A trade show in Hangzhou, China, in April displayed new Chinese-developed phones and apps. (Agence France-Press/Getty Images)

Apple said Friday it has appealed the decision of a Beijing oversight panel alleging the tech giant violated design patents of a small Chinese competitor, but sales of Apple smartphones have not been disrupted by the dispute.

The ruling last month initially raised the possibility that sales of the latest iPhone models could be blocked in the Chinese capital, Beijing. But a statement from Apple said the issue was put on hold pending a court review.

All models of the iPhone 6 are “available for sale in China,” said the company statement.

A ban on iPhone sales would appear highly unlikely. Apple’s smartphones are enormously popular with China’s fast-growing middle class, and the Chinese government would be unlikely to risk the backlash that such a move could provoke.

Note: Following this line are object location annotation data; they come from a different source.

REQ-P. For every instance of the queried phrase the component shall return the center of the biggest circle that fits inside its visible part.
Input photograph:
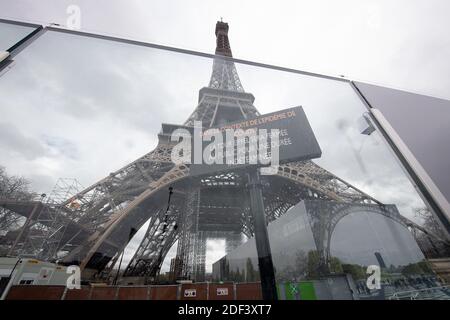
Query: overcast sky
(79, 107)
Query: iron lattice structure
(93, 226)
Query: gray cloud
(12, 140)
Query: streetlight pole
(266, 271)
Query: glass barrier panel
(344, 221)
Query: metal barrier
(191, 291)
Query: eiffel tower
(96, 224)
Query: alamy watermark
(227, 147)
(73, 20)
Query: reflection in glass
(329, 218)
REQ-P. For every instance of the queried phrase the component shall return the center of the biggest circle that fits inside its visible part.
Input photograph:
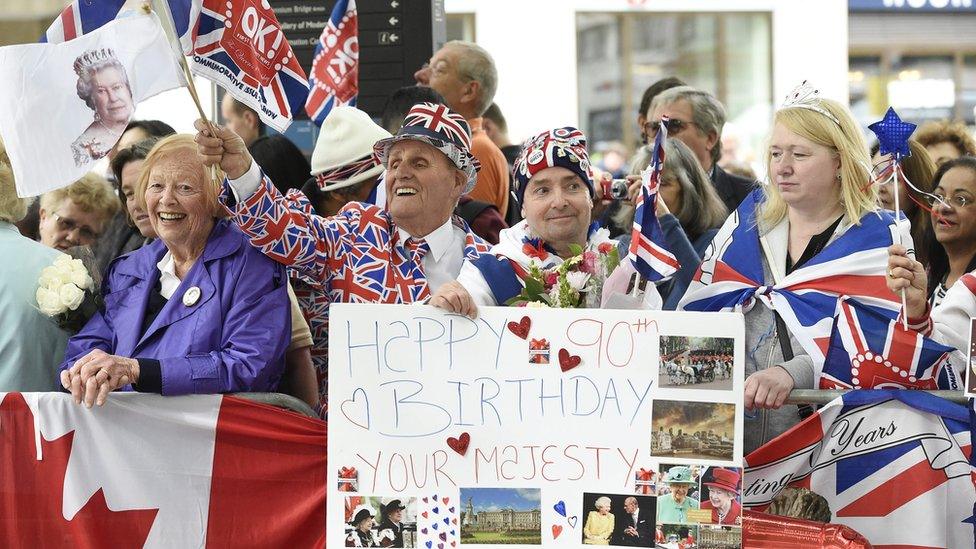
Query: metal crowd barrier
(280, 400)
(821, 397)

But the dispute marked the latest complication for the company in its largest market outside the United States. China halted Apple’s book and movie services in April for allegedly violating foreign publishing regulations.

The issue also underscores the growing concerns that many foreign companies have about doing business in China, with many feeling the playing field in increasingly tipped against them.

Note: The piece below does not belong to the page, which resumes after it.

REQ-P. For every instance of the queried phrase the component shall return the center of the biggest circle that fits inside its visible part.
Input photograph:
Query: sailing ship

In a decision last month — but only made public recently — Beijing’s Intellectual Property Office found that the iPhone 6 and iPhone 6 Plus infringed on Shenzhen Baili’s patent rights because of similarities to its 100C phone, the Bloomberg news agency reported.

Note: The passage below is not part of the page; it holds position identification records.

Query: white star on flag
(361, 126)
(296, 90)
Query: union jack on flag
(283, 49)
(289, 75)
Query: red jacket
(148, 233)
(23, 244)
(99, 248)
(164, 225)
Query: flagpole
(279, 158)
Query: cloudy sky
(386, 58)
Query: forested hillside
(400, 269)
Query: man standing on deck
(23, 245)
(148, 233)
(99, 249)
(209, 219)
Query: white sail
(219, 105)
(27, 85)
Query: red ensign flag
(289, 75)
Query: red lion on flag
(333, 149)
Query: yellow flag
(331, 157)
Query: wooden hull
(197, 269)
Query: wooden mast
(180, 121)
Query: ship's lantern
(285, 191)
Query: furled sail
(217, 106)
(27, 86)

Baili is among many smartphone makers trying to compete against established brands such as Apple and Samsung. Apple is expected to release its next-generation iPhone later this year.

In 2013, state media accused Apple of shoddy customer service and inadequate warranties, forcing an apology from its top executive, Tim Cook.

Last month, Apple lost its fight to keep the “iPhone” exclusive to its products after a Beijing court ruled that a little-known accessories maker can use the label for a range of wallets and purses.

And in 2012, Apple paid $60 million to Proview International Holdings Ltd. to settle a dispute over the right to the iPad name in China, Bloomberg news reported.

Apple’s sales have slowed in line with China’s overall economic slowdown and in the face of stiff competition. In the first quarter of this year, revenue in Greater China, which includes Hong Kong and Taiwan, fell 26 percent to $12.5 billion.

In May, Apple announced that it had invested $1 billion in China’s most dominant ride-hailing company, Didi Chuxing, in a move widely seen as aimed at giving it a stronger economic and political foothold in China.